I live in Canada and a group of teens played a tournament there and we beat Italian teams (3-0 in one of the games...). Italian players aren't getting chances to play on Serie A teams not because the foreigners are cheaper but b/c the Italian players are inferior.

They are not being taught to play.
on the 12th October, 2018 at 7:22pm
this is a disgrace italian football witnessing its darkest age. humiliating really and very strange figc has’ nt appointed a president so far! total shame. what in the world has had happened to italian football? fans are fed up and i am very sad and frustrated. i must say that it’s because the interest to look after young talents is very low,
on the 12th October, 2018 at 3:55pm
There are rules needed to be implemented imo :

01. The number of player in each team should be 25-26 players at the most.
02. 45% of them should be local players
03. 10% of them should be picked from the youth team

When you have a team with only one or two local players in the starting line-up or even none at all then you can forget the national team to make decent results.

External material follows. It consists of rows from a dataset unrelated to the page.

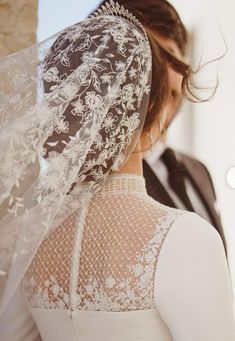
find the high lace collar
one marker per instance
(123, 183)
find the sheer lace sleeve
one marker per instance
(192, 286)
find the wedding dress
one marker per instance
(85, 253)
(144, 271)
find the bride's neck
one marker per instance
(134, 163)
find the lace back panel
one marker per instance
(122, 236)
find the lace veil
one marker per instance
(71, 111)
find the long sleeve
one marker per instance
(193, 292)
(17, 324)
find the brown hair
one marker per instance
(159, 16)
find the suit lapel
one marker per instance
(196, 174)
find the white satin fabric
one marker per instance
(193, 298)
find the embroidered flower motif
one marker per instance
(109, 122)
(79, 108)
(106, 78)
(62, 126)
(51, 75)
(132, 73)
(93, 100)
(120, 66)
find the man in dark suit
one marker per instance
(173, 178)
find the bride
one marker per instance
(85, 253)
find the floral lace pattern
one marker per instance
(123, 234)
(80, 107)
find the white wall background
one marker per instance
(211, 126)
(204, 130)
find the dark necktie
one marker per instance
(176, 176)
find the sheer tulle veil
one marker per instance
(72, 108)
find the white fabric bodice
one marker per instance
(112, 278)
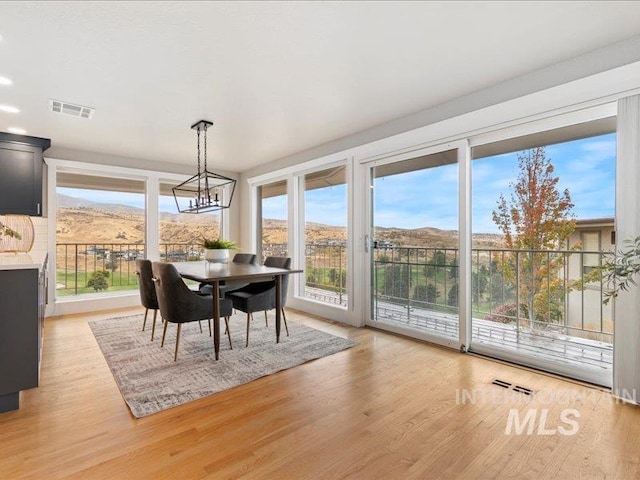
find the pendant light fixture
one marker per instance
(206, 191)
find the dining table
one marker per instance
(215, 273)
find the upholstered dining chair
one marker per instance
(261, 296)
(147, 292)
(178, 304)
(246, 258)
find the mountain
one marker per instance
(85, 221)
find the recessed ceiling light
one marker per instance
(9, 109)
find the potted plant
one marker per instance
(621, 269)
(217, 251)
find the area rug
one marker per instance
(150, 381)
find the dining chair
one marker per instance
(178, 304)
(148, 296)
(261, 296)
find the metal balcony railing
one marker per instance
(554, 291)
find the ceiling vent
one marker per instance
(71, 109)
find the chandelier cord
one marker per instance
(206, 177)
(199, 188)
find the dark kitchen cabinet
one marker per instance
(22, 304)
(21, 174)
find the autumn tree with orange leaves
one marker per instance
(536, 220)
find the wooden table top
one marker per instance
(207, 272)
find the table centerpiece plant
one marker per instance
(217, 251)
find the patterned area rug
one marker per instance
(150, 381)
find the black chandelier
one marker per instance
(206, 191)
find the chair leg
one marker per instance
(284, 317)
(175, 356)
(248, 320)
(164, 333)
(228, 332)
(153, 326)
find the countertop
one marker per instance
(22, 261)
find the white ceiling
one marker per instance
(275, 78)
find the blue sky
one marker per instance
(429, 197)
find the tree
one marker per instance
(536, 218)
(98, 280)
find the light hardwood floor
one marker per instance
(386, 409)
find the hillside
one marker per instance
(81, 221)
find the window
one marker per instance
(100, 231)
(325, 234)
(273, 223)
(591, 247)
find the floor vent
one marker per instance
(501, 383)
(525, 390)
(72, 109)
(511, 386)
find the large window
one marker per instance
(272, 220)
(100, 231)
(542, 204)
(325, 234)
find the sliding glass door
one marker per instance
(543, 221)
(414, 246)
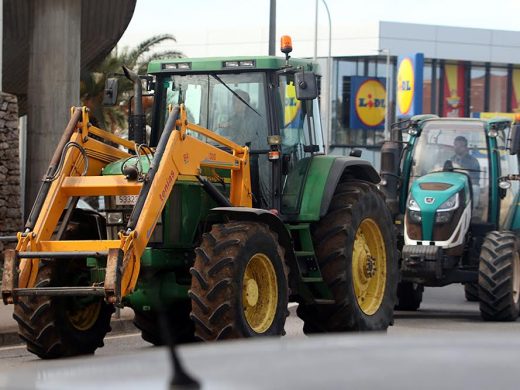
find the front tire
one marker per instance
(499, 277)
(239, 285)
(355, 246)
(55, 327)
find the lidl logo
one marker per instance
(370, 103)
(405, 86)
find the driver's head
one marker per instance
(238, 105)
(461, 145)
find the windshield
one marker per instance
(232, 105)
(463, 144)
(460, 144)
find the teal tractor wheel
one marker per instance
(499, 277)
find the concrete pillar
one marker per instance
(54, 74)
(1, 39)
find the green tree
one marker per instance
(137, 59)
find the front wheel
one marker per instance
(356, 249)
(55, 327)
(239, 283)
(499, 277)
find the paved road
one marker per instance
(444, 312)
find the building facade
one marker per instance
(465, 72)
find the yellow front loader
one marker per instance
(75, 171)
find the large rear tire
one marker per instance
(239, 285)
(409, 296)
(55, 327)
(355, 245)
(499, 277)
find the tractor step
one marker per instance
(60, 255)
(59, 291)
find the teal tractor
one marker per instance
(453, 192)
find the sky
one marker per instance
(192, 21)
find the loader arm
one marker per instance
(78, 173)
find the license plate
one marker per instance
(126, 200)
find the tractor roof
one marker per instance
(224, 64)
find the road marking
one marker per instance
(122, 336)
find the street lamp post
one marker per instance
(329, 72)
(388, 85)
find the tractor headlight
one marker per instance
(412, 204)
(414, 211)
(445, 211)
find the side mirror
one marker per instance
(355, 153)
(306, 88)
(110, 93)
(514, 146)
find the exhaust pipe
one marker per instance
(136, 118)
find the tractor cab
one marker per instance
(252, 102)
(466, 157)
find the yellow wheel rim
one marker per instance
(259, 293)
(369, 266)
(85, 318)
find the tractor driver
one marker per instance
(465, 160)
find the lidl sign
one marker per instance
(368, 103)
(409, 88)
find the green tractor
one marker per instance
(317, 230)
(453, 192)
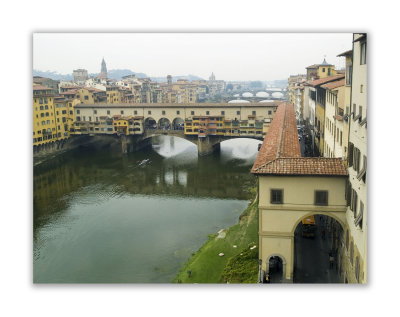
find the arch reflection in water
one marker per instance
(241, 149)
(132, 213)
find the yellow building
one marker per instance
(319, 71)
(44, 119)
(113, 94)
(292, 188)
(90, 95)
(320, 102)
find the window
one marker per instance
(363, 53)
(356, 159)
(353, 205)
(321, 197)
(358, 220)
(350, 158)
(357, 269)
(351, 252)
(363, 172)
(276, 196)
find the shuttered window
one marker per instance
(358, 220)
(350, 159)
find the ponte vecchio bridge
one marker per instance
(204, 124)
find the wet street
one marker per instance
(312, 258)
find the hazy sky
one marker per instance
(231, 56)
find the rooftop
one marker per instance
(280, 151)
(325, 80)
(334, 84)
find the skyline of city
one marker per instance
(178, 54)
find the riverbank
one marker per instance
(228, 257)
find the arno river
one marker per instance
(105, 217)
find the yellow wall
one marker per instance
(323, 74)
(277, 222)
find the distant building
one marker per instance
(103, 72)
(80, 76)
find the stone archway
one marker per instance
(150, 123)
(276, 268)
(316, 252)
(164, 124)
(178, 124)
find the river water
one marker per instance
(105, 217)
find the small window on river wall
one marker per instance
(276, 196)
(321, 197)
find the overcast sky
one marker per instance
(231, 56)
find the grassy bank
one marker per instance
(238, 264)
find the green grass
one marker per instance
(206, 266)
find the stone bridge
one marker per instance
(205, 145)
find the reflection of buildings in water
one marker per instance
(182, 178)
(169, 177)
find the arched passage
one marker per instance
(317, 239)
(276, 268)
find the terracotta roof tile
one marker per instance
(316, 166)
(325, 80)
(280, 151)
(334, 84)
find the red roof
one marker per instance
(280, 151)
(304, 166)
(325, 80)
(40, 87)
(334, 84)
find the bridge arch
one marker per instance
(150, 123)
(164, 124)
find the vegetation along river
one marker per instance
(104, 217)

on the 12th October, 2018 at 3:31pm
@Anono poor italians loosing their place because of non-italian players, it must be hard for Portugal seeing how all of their players play in Portuguese league. Dude, please if they are so bright other clubs would pick them and they'd become starters, they don't have to play in Italy to get experience.

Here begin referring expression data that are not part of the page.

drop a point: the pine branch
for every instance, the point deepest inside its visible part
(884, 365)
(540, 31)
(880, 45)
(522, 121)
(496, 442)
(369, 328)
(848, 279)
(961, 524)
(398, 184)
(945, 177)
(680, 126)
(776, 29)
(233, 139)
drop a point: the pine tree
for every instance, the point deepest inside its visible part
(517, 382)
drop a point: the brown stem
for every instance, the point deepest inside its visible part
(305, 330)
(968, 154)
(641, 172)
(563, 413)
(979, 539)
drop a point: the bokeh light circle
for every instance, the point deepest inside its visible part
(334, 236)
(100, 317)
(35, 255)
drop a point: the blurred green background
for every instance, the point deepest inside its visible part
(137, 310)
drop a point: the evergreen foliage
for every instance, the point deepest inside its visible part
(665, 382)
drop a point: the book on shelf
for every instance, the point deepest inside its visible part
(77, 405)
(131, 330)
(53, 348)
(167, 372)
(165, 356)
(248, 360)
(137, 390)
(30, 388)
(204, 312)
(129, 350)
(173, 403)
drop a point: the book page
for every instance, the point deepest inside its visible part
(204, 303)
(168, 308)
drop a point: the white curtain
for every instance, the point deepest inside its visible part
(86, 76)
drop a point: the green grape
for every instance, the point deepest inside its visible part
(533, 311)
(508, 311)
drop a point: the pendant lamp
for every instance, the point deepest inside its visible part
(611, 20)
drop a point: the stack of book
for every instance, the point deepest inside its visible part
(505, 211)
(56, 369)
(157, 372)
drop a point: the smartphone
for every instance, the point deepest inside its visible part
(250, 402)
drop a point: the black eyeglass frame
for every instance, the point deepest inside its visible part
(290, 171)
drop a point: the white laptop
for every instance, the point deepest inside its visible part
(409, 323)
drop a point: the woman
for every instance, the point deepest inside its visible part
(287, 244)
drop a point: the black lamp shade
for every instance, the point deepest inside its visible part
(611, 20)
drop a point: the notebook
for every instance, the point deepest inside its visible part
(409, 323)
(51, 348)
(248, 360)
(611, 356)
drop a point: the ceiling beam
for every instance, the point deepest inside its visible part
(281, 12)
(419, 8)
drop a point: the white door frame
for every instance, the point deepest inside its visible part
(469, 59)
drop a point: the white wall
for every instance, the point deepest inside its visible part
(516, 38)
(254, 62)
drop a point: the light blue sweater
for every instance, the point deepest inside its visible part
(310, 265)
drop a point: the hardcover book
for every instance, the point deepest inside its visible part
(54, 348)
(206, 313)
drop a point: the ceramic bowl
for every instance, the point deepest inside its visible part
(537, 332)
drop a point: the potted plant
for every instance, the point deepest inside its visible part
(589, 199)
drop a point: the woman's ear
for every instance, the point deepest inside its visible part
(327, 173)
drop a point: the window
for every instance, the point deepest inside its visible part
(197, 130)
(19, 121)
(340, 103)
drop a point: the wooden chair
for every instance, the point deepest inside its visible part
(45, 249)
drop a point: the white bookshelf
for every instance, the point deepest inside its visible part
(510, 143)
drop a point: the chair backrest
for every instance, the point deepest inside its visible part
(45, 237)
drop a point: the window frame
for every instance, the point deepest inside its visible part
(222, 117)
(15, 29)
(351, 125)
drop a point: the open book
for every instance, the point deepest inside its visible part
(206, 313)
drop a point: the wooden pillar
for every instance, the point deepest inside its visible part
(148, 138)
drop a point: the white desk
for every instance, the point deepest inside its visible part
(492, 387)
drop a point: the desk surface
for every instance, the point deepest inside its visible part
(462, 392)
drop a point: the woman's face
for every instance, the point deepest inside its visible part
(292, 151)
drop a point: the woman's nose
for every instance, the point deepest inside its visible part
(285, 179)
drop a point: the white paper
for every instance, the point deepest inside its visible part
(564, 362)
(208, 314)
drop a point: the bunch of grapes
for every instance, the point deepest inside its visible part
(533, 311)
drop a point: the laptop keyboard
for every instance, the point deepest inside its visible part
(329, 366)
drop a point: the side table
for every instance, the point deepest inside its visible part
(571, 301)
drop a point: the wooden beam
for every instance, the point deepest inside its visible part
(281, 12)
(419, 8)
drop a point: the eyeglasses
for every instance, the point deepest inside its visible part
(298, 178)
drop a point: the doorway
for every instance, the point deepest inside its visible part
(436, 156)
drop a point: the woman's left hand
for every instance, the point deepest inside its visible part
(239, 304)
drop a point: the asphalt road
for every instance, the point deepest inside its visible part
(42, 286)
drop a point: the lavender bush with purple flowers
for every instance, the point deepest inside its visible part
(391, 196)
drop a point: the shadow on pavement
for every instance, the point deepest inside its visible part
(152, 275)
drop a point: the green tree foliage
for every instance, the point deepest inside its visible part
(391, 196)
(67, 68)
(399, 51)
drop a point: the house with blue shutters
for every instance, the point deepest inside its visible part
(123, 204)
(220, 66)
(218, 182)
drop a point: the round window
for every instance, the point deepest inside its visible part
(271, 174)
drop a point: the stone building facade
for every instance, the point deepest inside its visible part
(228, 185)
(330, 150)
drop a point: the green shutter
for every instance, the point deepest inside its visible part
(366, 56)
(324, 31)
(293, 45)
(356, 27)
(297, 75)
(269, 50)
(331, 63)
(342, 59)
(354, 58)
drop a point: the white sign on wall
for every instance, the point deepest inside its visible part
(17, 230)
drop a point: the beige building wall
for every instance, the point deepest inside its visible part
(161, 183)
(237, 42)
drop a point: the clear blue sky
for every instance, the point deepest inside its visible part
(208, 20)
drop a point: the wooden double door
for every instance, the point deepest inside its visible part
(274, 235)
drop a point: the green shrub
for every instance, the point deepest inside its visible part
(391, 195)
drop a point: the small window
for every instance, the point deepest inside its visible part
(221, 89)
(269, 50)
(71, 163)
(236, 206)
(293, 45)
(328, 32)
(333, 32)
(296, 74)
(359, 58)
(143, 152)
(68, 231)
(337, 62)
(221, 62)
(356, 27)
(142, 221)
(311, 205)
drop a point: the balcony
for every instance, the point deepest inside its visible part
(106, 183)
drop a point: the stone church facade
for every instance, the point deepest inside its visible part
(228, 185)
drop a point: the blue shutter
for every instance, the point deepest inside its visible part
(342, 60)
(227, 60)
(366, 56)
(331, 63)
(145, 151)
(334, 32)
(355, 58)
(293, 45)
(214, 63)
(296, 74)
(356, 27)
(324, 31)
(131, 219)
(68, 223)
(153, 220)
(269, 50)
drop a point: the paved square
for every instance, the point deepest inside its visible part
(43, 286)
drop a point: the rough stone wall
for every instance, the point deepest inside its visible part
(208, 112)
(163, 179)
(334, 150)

on the 12th October, 2018 at 1:45pm
@ Anono: Couldn't agree more. It seems the heads are still firmly in the sands when it comes to trying to tackle the amount of non-Italians playing in Serie A. Until this is properly addressed and new steps are put in place to help increase the number, we can forget about being up there with the best.

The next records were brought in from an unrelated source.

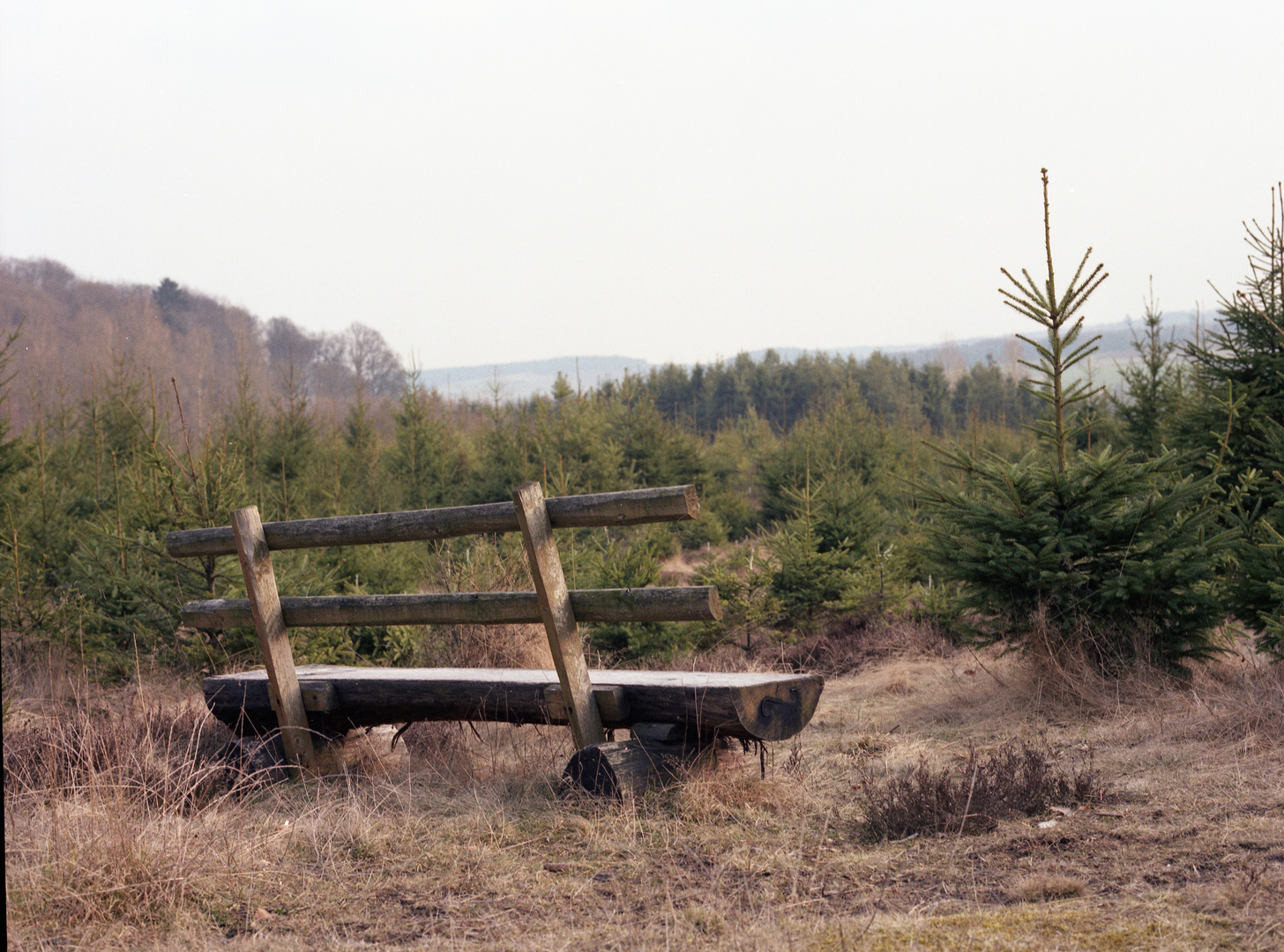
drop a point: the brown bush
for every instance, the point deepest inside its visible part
(154, 755)
(974, 796)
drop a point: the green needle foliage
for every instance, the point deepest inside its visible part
(1235, 420)
(1153, 385)
(1117, 555)
(1062, 351)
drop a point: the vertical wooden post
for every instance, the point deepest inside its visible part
(564, 642)
(266, 607)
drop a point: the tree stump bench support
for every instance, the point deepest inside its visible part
(675, 716)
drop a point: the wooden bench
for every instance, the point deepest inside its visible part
(672, 715)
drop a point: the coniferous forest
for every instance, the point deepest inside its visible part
(1129, 525)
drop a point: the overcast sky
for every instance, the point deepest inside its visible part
(492, 182)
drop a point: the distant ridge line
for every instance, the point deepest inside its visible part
(523, 379)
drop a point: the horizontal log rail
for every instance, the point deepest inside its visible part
(628, 509)
(594, 606)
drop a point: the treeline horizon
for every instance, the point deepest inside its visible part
(78, 335)
(130, 411)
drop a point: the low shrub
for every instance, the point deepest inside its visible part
(974, 794)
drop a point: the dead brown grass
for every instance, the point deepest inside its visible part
(464, 839)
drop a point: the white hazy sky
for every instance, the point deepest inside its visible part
(490, 182)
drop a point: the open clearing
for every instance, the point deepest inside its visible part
(464, 841)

Personally, i think it will takes decades to reach similar levels of the past.
on the 12th October, 2018 at 12:51pm
It is not a crisis of confidence it is a crisis of NO players of true quality. What is needed seems to be over looked every single time an Italian team loses at any age group.... the lack of italian youth in Serie A. How is this not being understood. If all the top teams feild aficans and south americans how is an italian youngster going to get into a team.
Prime example- Andre silva, 'phenomenal' force billed as the next Ronaldo; did nothing for Milan apart from take a place from n Italain.
on the 12th October, 2018 at 8:39am
I was just want to express my frustration that Di Biagio still has a job at U21. Am I missing something about this guy?